Seules avaient retrouvé leur pâleur celles du sixième moulin. Personne ne savait comment mais son propriétaire s’était considérablement enrichi trois ans auparavant. Une fortune soudaine qui avait fait jaser tout le voisinage. On racontait beaucoup de choses quant à l’origine de toutes ces richesses mais une seule de toutes ces rumeurs était vraie. Il y a trois ans, le plus riche entrepreneur de la Vis, ville si gigantesque qu’elle cachait le ciel à tous les paysans, était entré ici. Il aurait conclu un marché avec le vieux meunier. Il lui aurait acheté le pommier que cachait le grand édifice agricole. On disait qu’autrefois, c’était un pommier superbe, avec de belles pommes dorées. Mais cela faisait longtemps que l’arbre, aux feuilles ternies et aux branches mortes, n’avait pas donné de fruit, ce qui intriguait d’autant plus les voisins. Comment un arbre qui ne faisait pas de fruits pouvait-il avoir de la valeur ?

Ce jour-là, le riche entrepreneur revint. C’était un homme chétif et sans âge, vêtu d’un costume rouge et noir. Ses petits yeux avaient quelque chose de répugnant. On disait qu’il contrôlait tout, qu’il savait exactement ce que pensait tout le monde et qu’il manipulait tout le monde grâce à tout cela. C’était là son entreprise, dont l’aspect tentaculaire n’avait d’égale que la Vis.
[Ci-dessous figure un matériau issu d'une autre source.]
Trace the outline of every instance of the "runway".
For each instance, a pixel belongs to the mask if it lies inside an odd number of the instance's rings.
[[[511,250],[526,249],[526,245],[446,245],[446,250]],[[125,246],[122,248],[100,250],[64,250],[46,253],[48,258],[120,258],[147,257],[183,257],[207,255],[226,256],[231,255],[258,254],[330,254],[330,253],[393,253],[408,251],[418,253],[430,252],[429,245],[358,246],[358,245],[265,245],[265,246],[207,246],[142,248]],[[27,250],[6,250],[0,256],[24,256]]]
C’était aussi là ce qui lui avait valu son surnom peu avenant : le Diable. Les grands pontes de la ville ne pouvaient rien contre lui car, même s’ils refusaient de l’admettre, ils avaient besoin de lui. Un homme d’affaire qui a les moyens de vous vendre toutes les informations que vous souhaitez sur n’importe qui et de vous permettre de faire beaucoup d’argent, n’était-ce pas bête de s’en priver ?

Il était facile de manipuler les gens par le désir. Or l’entrepreneur savait que les gens qui vivaient encore sur le plancher des vaches avaient beaucoup de désirs. L’argent, le luxe, la beauté, le pouvoir… Mais l’argent, surtout. Tous ces gens étaient si éloignés de cela qu’il était facile de les avoir en leur faisant miroiter l’objet de leur désir. C’était d’autant plus facile qu’ils étaient, en général, peu instruits. Ils étaient sans défense.

Le Diable frappa à la porte du meunier dont il avait fait la fortune. Il avait avancé le prix et, ce jour, il venait réclamer son dû. Le pommier ? Non. Hélas, les plantes, en ces jours, avaient peu de valeur. Pis encore un arbre qui ne fait pas de fruit. C’est un être fertile qu’il venait chercher. Un être trop beau pour ce décor pouilleux. Un être trop intelligent au milieu de toutes ces têtes creuses. Le vieux chef d’entreprise pressentait que cet être était une menace, un rival puissant qu’il fallait à tout prix dominer pour rester seul maître. Il pariait qu’il pourrait l’emporter, car l’objet de son désir avait, selon lui, une faiblesse.

C’était une femme.

Quiconque connaissait La Jeune Fille savait pourtant qu’il ne fallait pas s’arrêter à cette première caractéristique. Si sa jeunesse et sa beauté innocente en avait endormi plus d’un, sa rousseur et son génie en avaient choqué bien d’autres. Au début, ceux qui la connaissaient bien, si tant était que quelqu’un pût la connaître vraiment, étaient persuadés que c’était à elle que son père, le vieux meunier, devait sa fortune nouvelle. C’était une rumeur parmi tant d’autres, concurrençant cette sordide histoire de pommier. La vérité était un entre-deux assez trouble. Le jour où celui que l’on nomme le Diable est venu passer marché avec le meunier, il proposa de lui racheter ce qui se trouvait derrière son moulin. Comme beaucoup de gens, le meunier avait alors pensé à son vieux pommier qui, quoiqu’à demi-mort, était d’une taille impressionnante et pouvait encore donner de belles pommes si l’on lui procurait l’eau et les nutriments dont il avait besoin. Le meunier et son sol étaient trop pauvres pour subvenir à ces besoins, mais le Diable, lui, il ne faisait aucun doute qu’il le pourrait.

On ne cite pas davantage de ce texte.